Research at the DIJ is conducted in three concentric circles: the centre is formed by medium and long-term projects in which all or most members share in a multi-disciplinary approach. Grouped around this centre are several short-term projects resulting in work-shops, symposia or exhibitions. In addition, each researcher pursues his or her own special project.
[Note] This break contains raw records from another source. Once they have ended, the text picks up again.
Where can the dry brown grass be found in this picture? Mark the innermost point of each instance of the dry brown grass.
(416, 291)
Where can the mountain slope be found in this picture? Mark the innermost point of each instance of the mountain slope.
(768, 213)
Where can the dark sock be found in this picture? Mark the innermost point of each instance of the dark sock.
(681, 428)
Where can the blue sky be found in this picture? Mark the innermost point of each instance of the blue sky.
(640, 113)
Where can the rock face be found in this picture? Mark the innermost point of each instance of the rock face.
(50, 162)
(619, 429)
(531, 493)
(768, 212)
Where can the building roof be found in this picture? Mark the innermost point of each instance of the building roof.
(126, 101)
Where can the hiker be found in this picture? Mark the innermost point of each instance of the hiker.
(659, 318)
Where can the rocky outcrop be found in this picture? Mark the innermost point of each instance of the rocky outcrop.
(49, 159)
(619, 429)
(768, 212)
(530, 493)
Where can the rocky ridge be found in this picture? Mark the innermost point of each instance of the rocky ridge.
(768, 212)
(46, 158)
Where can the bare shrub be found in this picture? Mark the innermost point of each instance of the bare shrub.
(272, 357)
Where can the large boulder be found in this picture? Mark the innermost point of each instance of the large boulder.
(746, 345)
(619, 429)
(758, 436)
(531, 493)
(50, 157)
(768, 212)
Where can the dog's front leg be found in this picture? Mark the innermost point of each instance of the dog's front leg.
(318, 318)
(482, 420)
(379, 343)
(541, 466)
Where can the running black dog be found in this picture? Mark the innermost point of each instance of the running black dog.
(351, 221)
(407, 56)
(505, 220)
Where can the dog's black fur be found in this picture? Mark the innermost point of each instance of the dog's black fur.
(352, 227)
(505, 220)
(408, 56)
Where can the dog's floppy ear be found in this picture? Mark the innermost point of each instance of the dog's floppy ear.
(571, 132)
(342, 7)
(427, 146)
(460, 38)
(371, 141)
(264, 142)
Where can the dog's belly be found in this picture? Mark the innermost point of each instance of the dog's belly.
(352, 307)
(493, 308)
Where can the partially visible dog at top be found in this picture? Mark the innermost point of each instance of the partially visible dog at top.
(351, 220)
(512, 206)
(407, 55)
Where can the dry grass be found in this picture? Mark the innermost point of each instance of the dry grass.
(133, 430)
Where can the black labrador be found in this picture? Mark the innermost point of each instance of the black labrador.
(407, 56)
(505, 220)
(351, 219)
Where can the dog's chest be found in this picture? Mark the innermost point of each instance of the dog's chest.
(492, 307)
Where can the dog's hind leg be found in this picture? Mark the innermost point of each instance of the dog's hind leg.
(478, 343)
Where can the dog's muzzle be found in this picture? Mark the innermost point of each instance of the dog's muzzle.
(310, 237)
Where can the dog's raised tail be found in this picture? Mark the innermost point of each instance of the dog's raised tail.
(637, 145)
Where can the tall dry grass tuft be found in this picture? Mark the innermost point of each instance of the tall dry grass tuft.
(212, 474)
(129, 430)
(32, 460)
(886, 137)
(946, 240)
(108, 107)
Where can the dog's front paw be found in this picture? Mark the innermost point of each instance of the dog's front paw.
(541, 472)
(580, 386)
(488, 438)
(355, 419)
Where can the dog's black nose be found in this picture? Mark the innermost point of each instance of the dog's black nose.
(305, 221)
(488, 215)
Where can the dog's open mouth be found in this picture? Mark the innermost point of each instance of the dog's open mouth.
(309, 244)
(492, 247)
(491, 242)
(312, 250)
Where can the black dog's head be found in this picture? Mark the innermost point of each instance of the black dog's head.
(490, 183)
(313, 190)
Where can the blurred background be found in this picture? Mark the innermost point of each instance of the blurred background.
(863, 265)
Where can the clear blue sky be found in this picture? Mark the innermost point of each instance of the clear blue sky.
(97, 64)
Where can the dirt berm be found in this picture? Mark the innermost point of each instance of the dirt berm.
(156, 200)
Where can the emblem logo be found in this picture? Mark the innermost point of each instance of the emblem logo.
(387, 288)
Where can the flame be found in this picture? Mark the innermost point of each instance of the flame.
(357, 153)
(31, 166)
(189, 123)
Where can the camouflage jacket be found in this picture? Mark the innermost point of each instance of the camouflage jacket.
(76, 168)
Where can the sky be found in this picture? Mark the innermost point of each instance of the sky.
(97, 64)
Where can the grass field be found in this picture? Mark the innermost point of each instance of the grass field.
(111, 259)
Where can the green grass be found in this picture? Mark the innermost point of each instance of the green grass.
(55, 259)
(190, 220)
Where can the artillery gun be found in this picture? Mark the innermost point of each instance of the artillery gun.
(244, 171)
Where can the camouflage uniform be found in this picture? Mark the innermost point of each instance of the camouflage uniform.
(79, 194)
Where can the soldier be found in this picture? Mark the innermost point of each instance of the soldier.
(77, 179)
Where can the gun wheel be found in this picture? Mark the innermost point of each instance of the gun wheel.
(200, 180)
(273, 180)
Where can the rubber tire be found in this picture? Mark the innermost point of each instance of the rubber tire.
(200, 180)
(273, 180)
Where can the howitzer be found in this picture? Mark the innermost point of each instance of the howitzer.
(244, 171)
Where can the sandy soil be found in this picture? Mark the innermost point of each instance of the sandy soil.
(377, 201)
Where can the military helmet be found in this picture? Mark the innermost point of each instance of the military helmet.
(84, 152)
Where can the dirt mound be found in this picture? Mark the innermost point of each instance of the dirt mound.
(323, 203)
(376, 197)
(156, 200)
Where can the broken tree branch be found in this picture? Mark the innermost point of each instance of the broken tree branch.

The foremost task of the Institute is a critical review of the models of interpretation of Japanese culture and society which have been brought forward up to now. Most of these models are monocausal in their reasoning and result in monolithic stereotypes. What is needed, is a much more differentiated, multi-dimensional approach which also takes into account the European background of Japanese Studies. In line with these theoretical reflections, the first international symposium in December 1989, organized jointly with Harumi Befu, Stanford, was dedicated to the discussion of possible national approaches to Japanese studies (published as volume 1 of the monograph series by Befu and Kreiner under the title Otherness of Japan, Munich 1992). Currently two other volumes on Traditional Thought in Present-Day Japan (ed Kreiner) and a critical review of Models of Interpretation of Japanese Society (ed Kreiner and Ólschleger) are under preparation. In order to gain a better understanding of very complex and constantly changing Japanese society, as its first long-term project the institute chose the problem of value-change in postwar Japan, concentrating on the questions of individualization and equality of the sexes, in two areas family and work. Among the studies conducted by the research team was a representative opinion poll, which was analysed in co-operation with the Institute of Statistical Mathematics, Tokyo. The final results are available under the title Individualität und Egalität im gegenwärtigen Japan, ed. by Hans Dieter ■lschleger et al., monograph series vol. 7, Munich 1994. For the future, a comparison with the developments in European countries is envisaged, starting with a symposium in Bonn, April 1995. Also planned is research on the differentiation of Japanese society in space, namely its regional variations.
Another medium-term project in which several research members participated was dedicated to aspects of labour, education and human resources. In October 1991 a symposium was held at Tokoku University, Sendai, on Production Strategies and Industrial Relations in the Process of Internationalization (published as vol. 3 of the monograph series under the title New Impacts on Industrial Relations, ed. by Tokunaga, Altmenn and Demes, Munich 1992) and in October 1993 a second one took place in Tokyo on education and career in Japan (published as Gelernte Karriere, ed. Demes and Georg, monograph vol. 9, 1994). In a second stage these central projects are to be replaced by three medium-term studies: value change in comparative view; changes in postwar Japanese society, focusing on the family; and economic policy, technology management and innovation in Japan after World War II. In the latter context, in December 1993 a symposium on The Political Economy of Trade Conflicts was organized in co-operation with Waseda University (published by Waldenberger, Springer Verlag, Heidelberg 1994) and another on the role of Kyushu and Okinawa in the East Asian economic region in July 1994 in Naha, Okinawa. In May 1995 the concluding symposium for this part of our current research took place in Bonn in cooperation with Institut der Deutschen Wirtschaft, Cologne.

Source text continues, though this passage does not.